Coffret 4 DVD avec bonus : Sicilia, version théâtrale (DVD 2 contenant Sicilia, le film) ; Le chemineau (Il viandante) et Le rémouleur (L’arrotino) sont deux séquences de Sicilia remontée en 2001 accompagnant le DVD 4 (Fortini/Cani).
Editions Montparnasse, 55 €, sortie le 4 mars 2008

Le moins que l’on puisse dire, c’est que le cinema des Straub se mérite, qu’accompagner leur œuvre demande au spectateur un véritable travail d’ascèse et de disponibilité dérangeant toute satisfaction immédiate. Ici, le concept de fiction se voit régulièrement mis à l’épreuve par une profonde destabilisation de tout repère, un jeu quasi permanent de confusion entre certitude de la représentation, du caractère purement artistique du geste et débordement soudain du réel.

Voyez par exemple la troisième séquence de De la nuée à la résistance (1978), exposant une conversation d’Œdipe et de Tirésia tirée (comme toutes celles de la première partie du film et de Ces rencontres avec eux, dernier film en date) du recueil de textes Dialogues avec Leucò (1947), de Cesare Pavese. En même temps que circulent les mots, que s’épanouit in extenso la parole ouvertement littéraire des deux entités, est exposé le paysage italien dans toute sa silencieuse splendeur. Un jeu de connexion et de dissonance entre la rigueur et l’érudition du texte, sa profondeur, et la plénitude muette des décors naturels résume mieux que nulle part tout le génie et la subtilité de l’art straubien.

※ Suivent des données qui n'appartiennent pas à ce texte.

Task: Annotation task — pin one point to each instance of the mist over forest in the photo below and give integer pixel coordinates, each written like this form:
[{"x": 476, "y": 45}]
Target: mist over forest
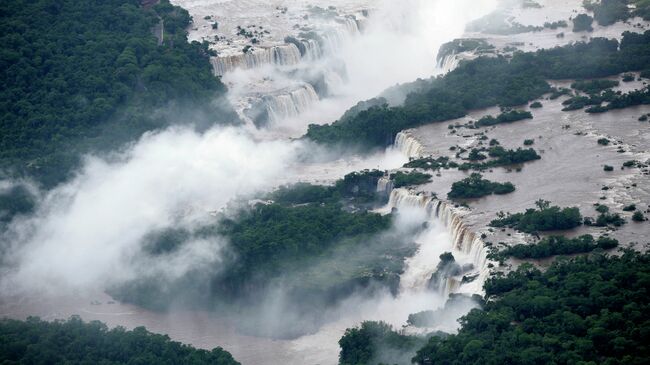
[{"x": 353, "y": 182}]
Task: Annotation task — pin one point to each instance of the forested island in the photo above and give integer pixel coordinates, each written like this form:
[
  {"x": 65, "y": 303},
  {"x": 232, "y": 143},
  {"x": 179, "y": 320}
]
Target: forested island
[
  {"x": 456, "y": 228},
  {"x": 489, "y": 81},
  {"x": 588, "y": 309}
]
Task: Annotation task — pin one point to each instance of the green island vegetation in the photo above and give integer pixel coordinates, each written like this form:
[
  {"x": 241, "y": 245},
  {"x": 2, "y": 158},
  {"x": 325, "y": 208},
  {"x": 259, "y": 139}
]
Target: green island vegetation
[
  {"x": 453, "y": 308},
  {"x": 501, "y": 157},
  {"x": 605, "y": 219},
  {"x": 290, "y": 238},
  {"x": 476, "y": 187},
  {"x": 74, "y": 341},
  {"x": 582, "y": 23},
  {"x": 402, "y": 179},
  {"x": 356, "y": 187},
  {"x": 614, "y": 100},
  {"x": 544, "y": 218},
  {"x": 558, "y": 245},
  {"x": 507, "y": 117},
  {"x": 431, "y": 163},
  {"x": 594, "y": 86},
  {"x": 584, "y": 310},
  {"x": 82, "y": 74},
  {"x": 486, "y": 82},
  {"x": 638, "y": 216}
]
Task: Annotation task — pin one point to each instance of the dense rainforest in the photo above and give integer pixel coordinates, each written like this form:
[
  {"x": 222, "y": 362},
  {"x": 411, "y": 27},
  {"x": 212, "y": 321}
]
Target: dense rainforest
[
  {"x": 586, "y": 310},
  {"x": 289, "y": 237},
  {"x": 77, "y": 342},
  {"x": 83, "y": 76},
  {"x": 485, "y": 82}
]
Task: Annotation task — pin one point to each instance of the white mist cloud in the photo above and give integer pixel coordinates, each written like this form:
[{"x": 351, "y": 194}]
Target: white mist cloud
[{"x": 89, "y": 232}]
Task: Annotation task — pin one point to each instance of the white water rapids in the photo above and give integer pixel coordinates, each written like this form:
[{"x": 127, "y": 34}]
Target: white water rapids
[{"x": 86, "y": 235}]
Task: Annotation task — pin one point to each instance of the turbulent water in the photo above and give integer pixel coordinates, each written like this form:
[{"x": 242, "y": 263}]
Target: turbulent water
[{"x": 178, "y": 178}]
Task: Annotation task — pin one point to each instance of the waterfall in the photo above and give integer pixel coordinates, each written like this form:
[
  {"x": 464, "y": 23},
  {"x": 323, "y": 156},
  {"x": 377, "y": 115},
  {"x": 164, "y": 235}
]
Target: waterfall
[
  {"x": 448, "y": 62},
  {"x": 292, "y": 104},
  {"x": 282, "y": 55},
  {"x": 409, "y": 145},
  {"x": 384, "y": 186},
  {"x": 446, "y": 232},
  {"x": 313, "y": 50}
]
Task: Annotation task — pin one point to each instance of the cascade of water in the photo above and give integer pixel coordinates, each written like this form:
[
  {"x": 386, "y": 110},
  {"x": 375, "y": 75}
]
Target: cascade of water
[
  {"x": 313, "y": 50},
  {"x": 448, "y": 63},
  {"x": 282, "y": 55},
  {"x": 292, "y": 104},
  {"x": 456, "y": 237},
  {"x": 409, "y": 145},
  {"x": 384, "y": 186}
]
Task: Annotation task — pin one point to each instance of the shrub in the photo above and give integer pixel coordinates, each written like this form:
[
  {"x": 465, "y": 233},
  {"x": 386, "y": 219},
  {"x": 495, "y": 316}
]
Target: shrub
[
  {"x": 402, "y": 179},
  {"x": 582, "y": 23},
  {"x": 638, "y": 216},
  {"x": 629, "y": 208},
  {"x": 545, "y": 218}
]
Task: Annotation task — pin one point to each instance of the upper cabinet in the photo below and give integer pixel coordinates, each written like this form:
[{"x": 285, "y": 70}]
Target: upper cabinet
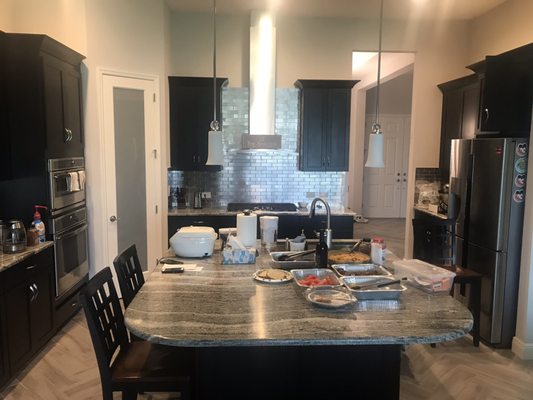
[
  {"x": 43, "y": 92},
  {"x": 506, "y": 92},
  {"x": 191, "y": 113},
  {"x": 460, "y": 105},
  {"x": 324, "y": 124}
]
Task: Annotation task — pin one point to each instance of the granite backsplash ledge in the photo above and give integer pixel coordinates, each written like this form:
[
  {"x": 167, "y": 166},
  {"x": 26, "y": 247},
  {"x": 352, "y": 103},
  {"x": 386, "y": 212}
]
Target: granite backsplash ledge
[{"x": 261, "y": 175}]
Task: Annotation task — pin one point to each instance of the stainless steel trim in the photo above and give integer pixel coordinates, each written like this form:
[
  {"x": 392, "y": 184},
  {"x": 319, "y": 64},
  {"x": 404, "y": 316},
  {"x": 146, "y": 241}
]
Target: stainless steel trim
[{"x": 56, "y": 164}]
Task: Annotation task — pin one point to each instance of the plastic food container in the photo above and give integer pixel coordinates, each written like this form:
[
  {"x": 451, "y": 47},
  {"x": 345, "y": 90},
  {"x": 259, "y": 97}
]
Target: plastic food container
[
  {"x": 428, "y": 277},
  {"x": 193, "y": 241}
]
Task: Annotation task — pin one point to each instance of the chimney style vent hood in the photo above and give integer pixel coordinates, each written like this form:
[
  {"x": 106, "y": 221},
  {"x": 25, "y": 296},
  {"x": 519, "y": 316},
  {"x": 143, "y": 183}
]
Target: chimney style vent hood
[{"x": 262, "y": 84}]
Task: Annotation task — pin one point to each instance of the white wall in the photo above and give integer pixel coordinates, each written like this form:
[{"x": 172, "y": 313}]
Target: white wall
[
  {"x": 61, "y": 20},
  {"x": 128, "y": 36},
  {"x": 504, "y": 28}
]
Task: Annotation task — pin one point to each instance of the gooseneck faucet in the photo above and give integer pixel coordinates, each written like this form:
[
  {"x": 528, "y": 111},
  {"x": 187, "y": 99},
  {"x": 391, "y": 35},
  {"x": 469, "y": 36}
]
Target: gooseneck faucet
[{"x": 328, "y": 232}]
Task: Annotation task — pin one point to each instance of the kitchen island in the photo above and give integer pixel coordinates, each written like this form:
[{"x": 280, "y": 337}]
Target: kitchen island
[{"x": 265, "y": 341}]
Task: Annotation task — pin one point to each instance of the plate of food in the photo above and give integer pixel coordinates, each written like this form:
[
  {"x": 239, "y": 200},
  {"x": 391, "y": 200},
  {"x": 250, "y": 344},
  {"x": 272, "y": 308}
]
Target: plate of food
[
  {"x": 272, "y": 275},
  {"x": 329, "y": 297},
  {"x": 347, "y": 257}
]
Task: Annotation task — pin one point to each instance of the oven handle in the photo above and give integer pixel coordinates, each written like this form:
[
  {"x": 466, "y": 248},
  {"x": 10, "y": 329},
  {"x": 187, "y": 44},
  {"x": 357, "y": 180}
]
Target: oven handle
[{"x": 71, "y": 233}]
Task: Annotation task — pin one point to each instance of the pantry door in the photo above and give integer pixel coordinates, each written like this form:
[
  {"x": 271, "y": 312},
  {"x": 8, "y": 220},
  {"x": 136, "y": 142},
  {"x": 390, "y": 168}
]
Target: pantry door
[
  {"x": 132, "y": 167},
  {"x": 385, "y": 189}
]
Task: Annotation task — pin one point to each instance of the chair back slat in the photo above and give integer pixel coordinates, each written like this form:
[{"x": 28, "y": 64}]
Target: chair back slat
[
  {"x": 129, "y": 273},
  {"x": 104, "y": 318}
]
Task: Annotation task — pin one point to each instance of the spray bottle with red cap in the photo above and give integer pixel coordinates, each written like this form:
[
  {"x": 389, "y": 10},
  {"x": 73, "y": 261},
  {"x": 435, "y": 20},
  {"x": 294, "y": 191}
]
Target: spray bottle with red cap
[{"x": 39, "y": 224}]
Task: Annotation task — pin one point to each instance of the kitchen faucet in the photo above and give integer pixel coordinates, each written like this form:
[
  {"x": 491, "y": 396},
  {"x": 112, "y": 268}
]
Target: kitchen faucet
[{"x": 328, "y": 233}]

Ce cinéma, bien que tirant inspiration de l’abstraction récitative, d’une volonté de transparence de la dimension initialement « théâtrale » des séquences (est offerte, en accompagnement du film Sicilia, sa représentation au Théâtre Bartolo de Buti, peu avant le tournage de la version cinéma, en 1998), se veut également sensuel, incarné. A la déclamation doit répondre un appel d’air, un souffle. Au rigoureux positionnement des corps (les textes de Pavese sont mis en scène par le biais d’un dispositif exigeant de placement  géométrique de couples de récitants dans les compartiments d’un paysage),  fait écho la manifestation nonchalante de la nature (présence constante de sonorités aquatiques et venteuses hors-champ). Semblant ne parler que d’éternité, immortels (Ces rencontres avec eux) et vivants se dévoilent pourtant incessament dans leur immédiat inconfort corporel comme dans leur installation apaisée.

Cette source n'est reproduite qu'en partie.